Closed DyfanJones closed 1 year ago
We don't have a solution to this either, but we're going to be looking into it soon as well since we're going to be working on large downloads from S3. We'll let you know if we come upon a good solution, and if you find one please let us know as well!
The best method I have found so far is:
write_bin <- function(
value,
filename,
chunk_size = 2L ^ 20L) {
# create splits for value
total_size <- length(value)
split_vec <- seq(1, total_size, chunk_size)
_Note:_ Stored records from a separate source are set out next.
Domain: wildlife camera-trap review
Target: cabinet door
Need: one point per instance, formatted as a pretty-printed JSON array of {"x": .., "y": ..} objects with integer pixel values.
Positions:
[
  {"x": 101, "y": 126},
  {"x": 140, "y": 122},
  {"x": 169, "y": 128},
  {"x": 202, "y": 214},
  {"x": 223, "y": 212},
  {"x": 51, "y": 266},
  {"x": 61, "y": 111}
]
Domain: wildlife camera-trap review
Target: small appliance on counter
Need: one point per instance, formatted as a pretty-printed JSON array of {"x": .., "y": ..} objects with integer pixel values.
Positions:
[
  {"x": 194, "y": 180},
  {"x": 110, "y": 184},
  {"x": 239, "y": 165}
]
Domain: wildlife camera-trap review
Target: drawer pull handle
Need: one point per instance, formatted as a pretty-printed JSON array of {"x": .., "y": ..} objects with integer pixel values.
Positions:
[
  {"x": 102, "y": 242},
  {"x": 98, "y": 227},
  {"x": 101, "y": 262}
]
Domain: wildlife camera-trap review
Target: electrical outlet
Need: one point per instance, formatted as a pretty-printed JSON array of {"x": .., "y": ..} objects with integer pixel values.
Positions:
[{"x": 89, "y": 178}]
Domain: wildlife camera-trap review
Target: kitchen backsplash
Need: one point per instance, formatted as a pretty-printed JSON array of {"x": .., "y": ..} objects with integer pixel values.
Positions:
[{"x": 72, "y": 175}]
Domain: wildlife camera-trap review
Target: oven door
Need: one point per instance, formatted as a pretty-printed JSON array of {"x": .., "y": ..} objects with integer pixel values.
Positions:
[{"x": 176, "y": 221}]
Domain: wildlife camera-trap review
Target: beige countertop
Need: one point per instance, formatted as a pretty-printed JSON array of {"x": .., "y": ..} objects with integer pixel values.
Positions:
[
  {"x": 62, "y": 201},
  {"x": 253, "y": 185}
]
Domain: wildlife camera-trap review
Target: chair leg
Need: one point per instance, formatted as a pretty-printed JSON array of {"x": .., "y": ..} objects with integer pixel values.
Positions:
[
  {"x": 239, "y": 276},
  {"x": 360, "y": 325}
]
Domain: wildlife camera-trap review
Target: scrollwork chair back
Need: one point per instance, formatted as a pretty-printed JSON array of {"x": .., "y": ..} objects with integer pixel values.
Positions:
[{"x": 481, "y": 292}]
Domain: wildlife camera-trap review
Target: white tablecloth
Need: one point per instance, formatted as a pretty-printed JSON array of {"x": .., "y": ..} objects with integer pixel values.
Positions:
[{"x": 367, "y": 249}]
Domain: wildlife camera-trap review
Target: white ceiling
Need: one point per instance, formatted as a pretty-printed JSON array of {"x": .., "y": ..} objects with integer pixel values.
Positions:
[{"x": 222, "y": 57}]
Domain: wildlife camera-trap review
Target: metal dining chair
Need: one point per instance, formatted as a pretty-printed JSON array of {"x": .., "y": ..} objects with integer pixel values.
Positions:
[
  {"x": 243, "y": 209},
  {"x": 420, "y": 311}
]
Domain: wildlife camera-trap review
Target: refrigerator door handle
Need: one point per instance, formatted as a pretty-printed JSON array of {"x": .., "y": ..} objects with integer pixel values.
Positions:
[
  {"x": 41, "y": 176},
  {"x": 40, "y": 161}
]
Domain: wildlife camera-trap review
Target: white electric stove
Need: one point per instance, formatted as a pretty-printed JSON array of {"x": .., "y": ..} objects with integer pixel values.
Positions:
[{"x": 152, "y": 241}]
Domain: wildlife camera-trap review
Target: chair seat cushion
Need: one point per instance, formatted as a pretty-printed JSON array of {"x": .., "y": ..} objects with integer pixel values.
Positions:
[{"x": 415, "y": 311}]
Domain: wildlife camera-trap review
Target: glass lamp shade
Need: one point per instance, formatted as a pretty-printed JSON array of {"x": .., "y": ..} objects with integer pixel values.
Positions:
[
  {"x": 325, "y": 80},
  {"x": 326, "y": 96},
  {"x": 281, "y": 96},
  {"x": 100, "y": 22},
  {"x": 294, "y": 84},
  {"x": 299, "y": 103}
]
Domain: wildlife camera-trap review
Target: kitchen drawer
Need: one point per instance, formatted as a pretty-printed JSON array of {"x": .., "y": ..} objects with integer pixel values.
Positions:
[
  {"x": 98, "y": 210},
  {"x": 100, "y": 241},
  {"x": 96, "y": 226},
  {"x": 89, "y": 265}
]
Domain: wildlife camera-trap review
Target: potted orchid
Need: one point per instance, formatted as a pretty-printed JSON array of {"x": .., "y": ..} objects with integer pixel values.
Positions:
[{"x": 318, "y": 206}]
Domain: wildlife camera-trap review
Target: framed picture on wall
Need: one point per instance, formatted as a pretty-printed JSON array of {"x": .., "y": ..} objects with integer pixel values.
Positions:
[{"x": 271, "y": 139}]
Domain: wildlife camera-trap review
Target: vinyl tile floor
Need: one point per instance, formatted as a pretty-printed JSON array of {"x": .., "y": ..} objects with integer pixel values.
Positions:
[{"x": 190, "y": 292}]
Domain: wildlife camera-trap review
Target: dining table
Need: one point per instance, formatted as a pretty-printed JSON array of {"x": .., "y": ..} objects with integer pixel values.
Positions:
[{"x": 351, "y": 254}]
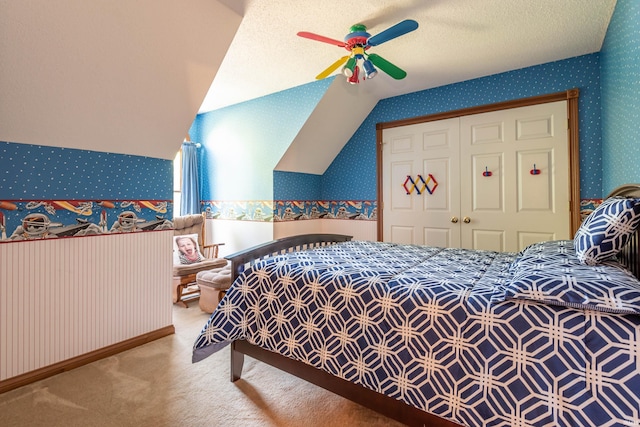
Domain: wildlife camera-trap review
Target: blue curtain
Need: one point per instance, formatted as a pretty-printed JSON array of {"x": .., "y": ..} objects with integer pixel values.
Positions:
[{"x": 190, "y": 198}]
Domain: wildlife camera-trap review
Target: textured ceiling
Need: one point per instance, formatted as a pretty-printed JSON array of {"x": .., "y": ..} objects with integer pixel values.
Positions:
[{"x": 457, "y": 40}]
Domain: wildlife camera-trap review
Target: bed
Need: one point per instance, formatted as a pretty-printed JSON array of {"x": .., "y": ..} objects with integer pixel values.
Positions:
[{"x": 432, "y": 336}]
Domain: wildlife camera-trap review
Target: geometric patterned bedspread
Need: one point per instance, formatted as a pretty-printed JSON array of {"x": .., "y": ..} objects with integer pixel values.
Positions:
[{"x": 427, "y": 326}]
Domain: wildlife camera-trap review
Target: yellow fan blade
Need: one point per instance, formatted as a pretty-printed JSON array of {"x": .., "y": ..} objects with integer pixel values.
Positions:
[{"x": 332, "y": 67}]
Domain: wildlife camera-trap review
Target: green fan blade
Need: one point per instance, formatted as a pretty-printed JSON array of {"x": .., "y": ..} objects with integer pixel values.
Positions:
[
  {"x": 387, "y": 67},
  {"x": 332, "y": 68}
]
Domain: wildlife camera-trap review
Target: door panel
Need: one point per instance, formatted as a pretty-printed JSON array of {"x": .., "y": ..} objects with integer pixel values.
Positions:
[
  {"x": 513, "y": 200},
  {"x": 432, "y": 150}
]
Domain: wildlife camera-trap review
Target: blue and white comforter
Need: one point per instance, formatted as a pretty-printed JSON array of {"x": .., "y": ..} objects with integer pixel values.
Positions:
[{"x": 440, "y": 329}]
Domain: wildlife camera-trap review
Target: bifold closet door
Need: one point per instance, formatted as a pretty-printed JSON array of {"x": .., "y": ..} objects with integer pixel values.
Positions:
[{"x": 494, "y": 181}]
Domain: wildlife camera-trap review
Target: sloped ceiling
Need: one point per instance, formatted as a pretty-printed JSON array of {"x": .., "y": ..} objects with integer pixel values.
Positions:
[
  {"x": 457, "y": 40},
  {"x": 334, "y": 120},
  {"x": 113, "y": 76}
]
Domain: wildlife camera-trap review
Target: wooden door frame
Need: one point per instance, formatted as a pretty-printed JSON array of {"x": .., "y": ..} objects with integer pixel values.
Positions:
[{"x": 571, "y": 96}]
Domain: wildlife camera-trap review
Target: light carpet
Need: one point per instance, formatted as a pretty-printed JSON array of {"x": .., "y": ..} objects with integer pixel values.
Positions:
[{"x": 157, "y": 385}]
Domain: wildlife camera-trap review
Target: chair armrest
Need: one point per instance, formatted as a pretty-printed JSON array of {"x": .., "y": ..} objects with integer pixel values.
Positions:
[{"x": 211, "y": 251}]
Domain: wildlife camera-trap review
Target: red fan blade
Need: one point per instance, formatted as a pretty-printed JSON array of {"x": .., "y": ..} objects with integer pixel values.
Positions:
[
  {"x": 331, "y": 68},
  {"x": 320, "y": 38}
]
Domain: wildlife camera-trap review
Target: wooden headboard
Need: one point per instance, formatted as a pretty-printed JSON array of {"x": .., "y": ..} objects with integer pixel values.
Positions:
[
  {"x": 243, "y": 259},
  {"x": 630, "y": 255}
]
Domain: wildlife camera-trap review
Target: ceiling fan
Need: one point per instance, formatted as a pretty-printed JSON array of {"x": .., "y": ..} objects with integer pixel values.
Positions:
[{"x": 357, "y": 42}]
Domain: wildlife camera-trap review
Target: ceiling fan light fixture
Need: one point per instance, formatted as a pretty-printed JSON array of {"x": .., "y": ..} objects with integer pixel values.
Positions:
[
  {"x": 369, "y": 70},
  {"x": 348, "y": 68},
  {"x": 354, "y": 78}
]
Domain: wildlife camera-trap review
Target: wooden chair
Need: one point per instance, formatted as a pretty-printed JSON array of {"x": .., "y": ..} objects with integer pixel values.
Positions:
[{"x": 184, "y": 284}]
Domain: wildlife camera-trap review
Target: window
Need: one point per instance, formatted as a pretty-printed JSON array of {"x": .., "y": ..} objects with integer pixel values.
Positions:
[{"x": 177, "y": 183}]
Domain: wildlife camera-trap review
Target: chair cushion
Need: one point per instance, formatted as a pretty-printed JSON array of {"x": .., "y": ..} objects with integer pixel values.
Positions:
[
  {"x": 180, "y": 270},
  {"x": 219, "y": 278}
]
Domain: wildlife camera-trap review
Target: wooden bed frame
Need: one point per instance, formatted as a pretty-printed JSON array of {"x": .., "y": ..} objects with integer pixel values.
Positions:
[{"x": 390, "y": 407}]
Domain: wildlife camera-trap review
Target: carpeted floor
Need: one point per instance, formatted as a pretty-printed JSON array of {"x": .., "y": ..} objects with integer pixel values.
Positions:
[{"x": 157, "y": 385}]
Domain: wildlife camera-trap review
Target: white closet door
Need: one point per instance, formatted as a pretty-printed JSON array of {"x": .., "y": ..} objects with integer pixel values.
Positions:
[
  {"x": 430, "y": 151},
  {"x": 502, "y": 180}
]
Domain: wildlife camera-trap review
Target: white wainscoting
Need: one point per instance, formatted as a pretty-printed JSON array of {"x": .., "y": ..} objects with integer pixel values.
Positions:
[{"x": 63, "y": 298}]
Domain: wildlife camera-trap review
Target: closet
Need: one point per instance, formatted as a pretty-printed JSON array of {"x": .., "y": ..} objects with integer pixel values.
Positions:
[{"x": 496, "y": 180}]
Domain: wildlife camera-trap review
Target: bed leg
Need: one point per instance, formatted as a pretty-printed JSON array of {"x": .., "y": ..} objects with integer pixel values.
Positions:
[{"x": 237, "y": 361}]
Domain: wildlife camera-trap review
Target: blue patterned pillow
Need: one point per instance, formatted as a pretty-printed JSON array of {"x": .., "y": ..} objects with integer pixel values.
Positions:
[
  {"x": 607, "y": 230},
  {"x": 550, "y": 273}
]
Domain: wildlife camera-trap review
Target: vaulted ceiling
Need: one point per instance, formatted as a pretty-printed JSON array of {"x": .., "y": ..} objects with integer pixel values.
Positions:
[{"x": 130, "y": 76}]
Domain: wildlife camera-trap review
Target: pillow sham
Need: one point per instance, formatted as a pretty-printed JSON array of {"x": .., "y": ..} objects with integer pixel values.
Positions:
[
  {"x": 551, "y": 273},
  {"x": 186, "y": 249},
  {"x": 606, "y": 230}
]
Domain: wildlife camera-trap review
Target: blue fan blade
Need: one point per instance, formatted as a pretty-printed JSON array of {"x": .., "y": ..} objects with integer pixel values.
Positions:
[{"x": 391, "y": 33}]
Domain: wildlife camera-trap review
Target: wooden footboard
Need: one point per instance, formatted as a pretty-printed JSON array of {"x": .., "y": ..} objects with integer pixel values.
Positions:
[{"x": 390, "y": 407}]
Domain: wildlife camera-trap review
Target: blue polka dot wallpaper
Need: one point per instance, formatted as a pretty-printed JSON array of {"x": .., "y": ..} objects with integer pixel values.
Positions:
[
  {"x": 51, "y": 192},
  {"x": 620, "y": 59}
]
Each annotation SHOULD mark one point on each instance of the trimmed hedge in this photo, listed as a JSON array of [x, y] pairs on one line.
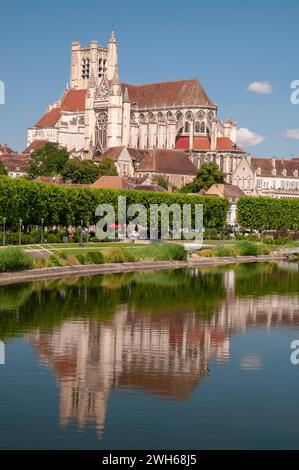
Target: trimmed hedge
[[61, 205], [264, 213], [14, 259]]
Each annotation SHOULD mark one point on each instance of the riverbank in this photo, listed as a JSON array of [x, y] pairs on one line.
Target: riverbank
[[94, 269]]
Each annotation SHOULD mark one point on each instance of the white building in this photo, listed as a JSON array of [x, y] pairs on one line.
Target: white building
[[98, 112], [273, 177]]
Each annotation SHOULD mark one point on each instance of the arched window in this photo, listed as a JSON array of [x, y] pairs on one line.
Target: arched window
[[101, 132], [179, 116], [85, 68]]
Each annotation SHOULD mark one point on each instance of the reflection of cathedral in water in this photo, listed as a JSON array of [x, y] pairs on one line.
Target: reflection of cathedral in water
[[166, 354]]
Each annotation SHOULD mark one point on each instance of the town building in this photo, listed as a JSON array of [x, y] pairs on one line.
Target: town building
[[277, 178], [97, 111], [233, 194]]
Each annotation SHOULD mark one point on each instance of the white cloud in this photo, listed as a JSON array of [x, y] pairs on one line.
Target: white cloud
[[247, 138], [291, 134], [262, 88]]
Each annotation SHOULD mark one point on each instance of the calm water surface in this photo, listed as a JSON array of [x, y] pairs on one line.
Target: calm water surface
[[177, 360]]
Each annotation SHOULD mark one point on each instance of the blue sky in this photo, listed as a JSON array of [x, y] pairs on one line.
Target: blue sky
[[227, 45]]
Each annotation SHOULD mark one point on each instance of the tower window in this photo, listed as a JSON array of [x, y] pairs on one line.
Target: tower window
[[85, 68]]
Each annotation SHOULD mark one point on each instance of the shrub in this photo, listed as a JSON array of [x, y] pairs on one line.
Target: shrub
[[265, 213], [54, 262], [52, 238], [211, 234], [81, 258], [116, 255], [268, 240], [170, 252], [247, 248], [223, 251], [281, 241], [95, 257], [15, 259], [265, 250], [206, 253], [63, 206]]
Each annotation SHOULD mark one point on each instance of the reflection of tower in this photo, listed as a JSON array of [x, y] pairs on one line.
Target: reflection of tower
[[166, 354]]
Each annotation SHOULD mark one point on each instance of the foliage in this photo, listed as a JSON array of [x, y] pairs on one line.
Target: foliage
[[48, 160], [264, 213], [247, 248], [118, 255], [95, 257], [207, 175], [223, 251], [15, 259], [63, 206], [3, 170]]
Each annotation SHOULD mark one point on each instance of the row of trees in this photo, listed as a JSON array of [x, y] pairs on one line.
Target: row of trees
[[52, 160], [63, 206], [264, 213]]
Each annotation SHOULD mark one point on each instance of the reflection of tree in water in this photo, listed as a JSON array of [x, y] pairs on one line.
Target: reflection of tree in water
[[150, 331], [48, 304]]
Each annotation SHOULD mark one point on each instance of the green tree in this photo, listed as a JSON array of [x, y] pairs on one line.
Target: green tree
[[207, 175], [3, 170], [107, 167], [48, 160], [161, 181]]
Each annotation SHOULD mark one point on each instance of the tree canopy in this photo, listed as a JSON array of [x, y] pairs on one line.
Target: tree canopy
[[48, 160], [207, 175], [3, 170]]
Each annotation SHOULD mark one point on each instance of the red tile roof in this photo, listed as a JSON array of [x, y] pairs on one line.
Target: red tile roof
[[15, 163], [50, 119], [225, 190], [268, 165], [74, 101], [167, 161], [35, 145], [176, 93], [110, 182], [113, 153], [224, 144], [49, 179], [4, 149]]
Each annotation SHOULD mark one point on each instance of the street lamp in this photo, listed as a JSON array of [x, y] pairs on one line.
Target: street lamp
[[81, 233], [87, 233], [4, 224], [20, 231], [42, 234]]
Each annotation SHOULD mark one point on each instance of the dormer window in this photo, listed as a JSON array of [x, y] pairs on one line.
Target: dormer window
[[85, 68]]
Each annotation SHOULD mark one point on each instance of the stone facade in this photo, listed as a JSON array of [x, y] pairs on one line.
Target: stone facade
[[98, 111], [272, 177]]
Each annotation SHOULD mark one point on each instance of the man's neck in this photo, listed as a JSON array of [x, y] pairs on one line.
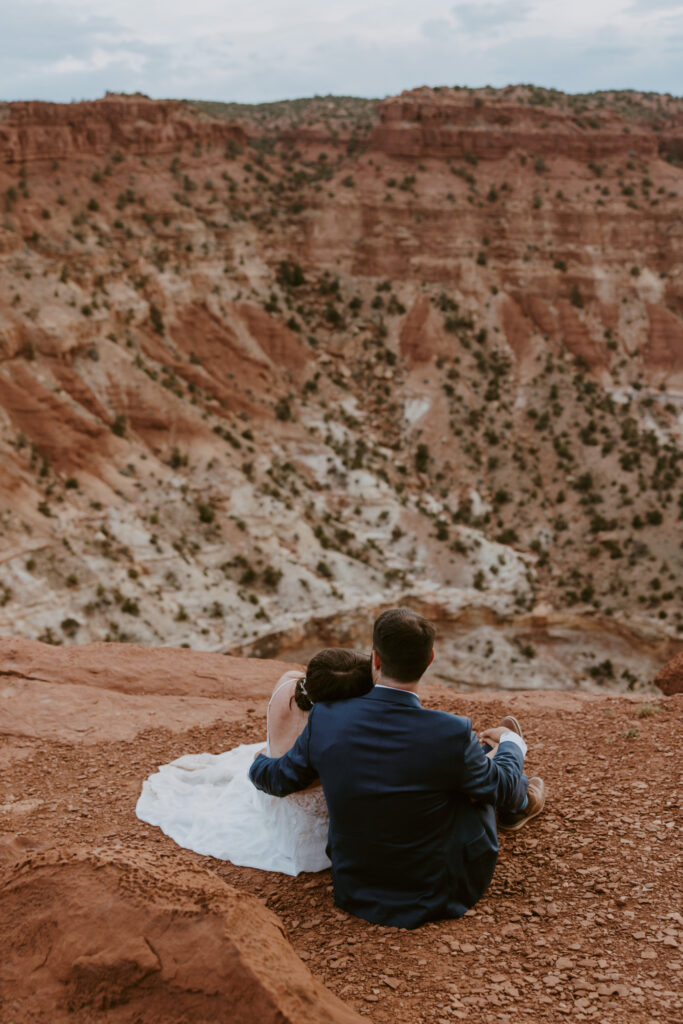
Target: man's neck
[[392, 684]]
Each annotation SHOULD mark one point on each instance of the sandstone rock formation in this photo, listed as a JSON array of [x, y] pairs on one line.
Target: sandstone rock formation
[[124, 935], [103, 918], [670, 679], [263, 367]]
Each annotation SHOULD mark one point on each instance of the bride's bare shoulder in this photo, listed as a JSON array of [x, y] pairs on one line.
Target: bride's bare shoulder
[[288, 677], [286, 720]]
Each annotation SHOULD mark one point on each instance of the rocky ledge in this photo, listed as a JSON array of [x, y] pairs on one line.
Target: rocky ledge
[[103, 915]]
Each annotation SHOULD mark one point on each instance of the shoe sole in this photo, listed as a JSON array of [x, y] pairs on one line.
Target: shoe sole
[[523, 821], [517, 728]]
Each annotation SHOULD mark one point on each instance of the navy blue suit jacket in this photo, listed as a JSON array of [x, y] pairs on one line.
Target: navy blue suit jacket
[[412, 799]]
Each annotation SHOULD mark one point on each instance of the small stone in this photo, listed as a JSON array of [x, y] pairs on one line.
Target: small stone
[[393, 983]]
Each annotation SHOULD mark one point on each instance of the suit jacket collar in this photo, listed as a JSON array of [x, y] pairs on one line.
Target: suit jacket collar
[[392, 695]]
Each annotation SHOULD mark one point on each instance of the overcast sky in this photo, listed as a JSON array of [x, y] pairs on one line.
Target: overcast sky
[[259, 50]]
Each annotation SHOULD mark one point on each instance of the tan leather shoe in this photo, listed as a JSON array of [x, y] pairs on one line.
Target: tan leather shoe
[[535, 804], [511, 723]]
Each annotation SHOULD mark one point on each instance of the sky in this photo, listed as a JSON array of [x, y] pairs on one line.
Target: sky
[[259, 50]]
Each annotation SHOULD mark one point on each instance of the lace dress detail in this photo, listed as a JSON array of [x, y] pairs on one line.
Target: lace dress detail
[[206, 803]]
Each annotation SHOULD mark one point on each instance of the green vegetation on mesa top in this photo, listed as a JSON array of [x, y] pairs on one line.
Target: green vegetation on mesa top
[[652, 108]]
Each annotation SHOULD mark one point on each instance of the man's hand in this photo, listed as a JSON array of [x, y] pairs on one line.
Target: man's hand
[[493, 736]]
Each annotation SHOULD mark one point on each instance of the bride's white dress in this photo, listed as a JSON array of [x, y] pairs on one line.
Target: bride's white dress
[[206, 803]]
# create connection to file
con <- file(filename, "a+b")
# close connection on exit
on.exit(close(con))
# write Binary to file
sapply(split_vec, function(x){writeBin(value[x:min(total_size,(x+chunk_size-1))],con)})
}
This has a significant increase in speed however I feel there has to be a faster solution:
Raw vector size: 4.4Gb
while loop method:
# user system elapsed
# 96.00 59.83 214.59
sapply method:
# user system elapsed
# 35.81 12.11 51.45
It looks like R 4.0.0
may look into fixing writeBin
: https://github.com/HenrikBengtsson/Wishlist-for-R/issues/97
Thank you! We will try your approach.
Just found a possible alternative. readr
has a function write_file
that allows raw
to be written out to file. So for example:
library(readr)
write.csv(iris, "iris.csv")
# Raw object
obj <- readBin("iris.csv", "raw", n = file.size("iris.csv"))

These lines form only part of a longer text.